Australia is an attractive place to visit. The environment, the animals, and the culture make it inviting for tourism. As of the year 2002, tourism has become Australia’s number one means of economic income. From the Great Barrier Reef and the Gold Coast to the vast expanse of the outback, Australia has been marketing itself as an attractive place to visit with great success. Tourism from Japan provides a large percentage of the tourist activity. Australia has moved through the initial stages of the index of economic development to become a society that is about 90 percent urban with small families and high incomes.
Territorial control of Australian lands has become a major issue in recent years. Large portions of western Australia and the outback have traditionally been Aboriginal lands. European colonialism on the Australian continent displaced many of the native people. Large sections of land once used by the Aborigines were taken over by the government or by private interests. Large agricultural operations and mining operations have used the lands without adequate compensation to the Aboriginal people who once controlled them. Court rulings aimed at reparation for native people have had mixed results.
There are as many as four hundred different groups of Aborigines currently in Australia that make up a total population of about four hundred fifty thousand. This is a small percentage of Australia’s population but involves a large part of the physical area of the country. Their land claims include all of the Northern Territory, a large portion of western Australia, and parts of South Australia and Queensland. This is in addition to claims located within many urban areas, such as the largest city, Sydney. Mining operations on Aboriginal lands have become highly regulated. Concerns have arisen that Australia’s extractive industries will diminish, causing a decline in the economy.

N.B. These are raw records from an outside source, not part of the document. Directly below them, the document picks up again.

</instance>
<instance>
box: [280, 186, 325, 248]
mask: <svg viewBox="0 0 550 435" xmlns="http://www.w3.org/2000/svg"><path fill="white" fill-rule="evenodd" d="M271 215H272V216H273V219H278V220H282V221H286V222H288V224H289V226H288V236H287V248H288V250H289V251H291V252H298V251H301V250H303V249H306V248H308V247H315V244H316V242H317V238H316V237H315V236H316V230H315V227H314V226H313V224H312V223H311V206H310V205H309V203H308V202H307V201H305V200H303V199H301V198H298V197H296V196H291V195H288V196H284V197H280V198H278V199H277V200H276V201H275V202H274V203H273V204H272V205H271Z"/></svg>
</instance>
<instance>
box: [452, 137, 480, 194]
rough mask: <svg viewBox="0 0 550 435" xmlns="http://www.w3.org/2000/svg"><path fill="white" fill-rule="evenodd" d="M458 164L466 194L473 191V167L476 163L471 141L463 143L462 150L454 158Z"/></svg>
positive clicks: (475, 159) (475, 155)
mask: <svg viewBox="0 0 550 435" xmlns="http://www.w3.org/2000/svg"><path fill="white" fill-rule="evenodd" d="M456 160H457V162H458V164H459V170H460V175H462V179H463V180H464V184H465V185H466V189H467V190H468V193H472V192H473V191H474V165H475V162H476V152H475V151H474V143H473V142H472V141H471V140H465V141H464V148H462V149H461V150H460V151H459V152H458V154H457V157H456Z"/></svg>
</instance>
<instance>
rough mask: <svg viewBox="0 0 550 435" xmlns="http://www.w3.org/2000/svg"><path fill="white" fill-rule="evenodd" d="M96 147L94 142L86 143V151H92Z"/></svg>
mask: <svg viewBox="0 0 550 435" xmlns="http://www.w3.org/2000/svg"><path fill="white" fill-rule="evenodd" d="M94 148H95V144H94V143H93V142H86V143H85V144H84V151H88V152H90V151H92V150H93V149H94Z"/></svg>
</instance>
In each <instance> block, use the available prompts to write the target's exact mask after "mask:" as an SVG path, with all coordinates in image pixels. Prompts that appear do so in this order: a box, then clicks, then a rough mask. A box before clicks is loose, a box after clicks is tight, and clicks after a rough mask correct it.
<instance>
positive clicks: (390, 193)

The concern for the Aboriginal population has increased in the past few decades and the government has made attempts to mediate their political and economic issues as well as strengthen programs that address their social welfare.
The economic future of Australia is complex. Though tourism has become a viable means of providing income, Australia must import manufactured products that it does not produce locally, including electronic goods, computers, and automobiles. Import dependence has increased its trade deficit. Trade agreements and protectionism have become a part of the economic puzzle of how to sustain a competitive standard of living. Australia is located next to the Asian realm. Its economy, culture, and future are becoming more Asian. Immigration has been an issue in that the government has always restricted immigration to ensure a European majority. Millions of Asian people would like to migrate to Australia to seek greater opportunities and advantages, but they are legally restricted. It is becoming more difficult for Australians to hold to their European connections with such an Asian presence. How the country will handle this situation in the future will prove interesting.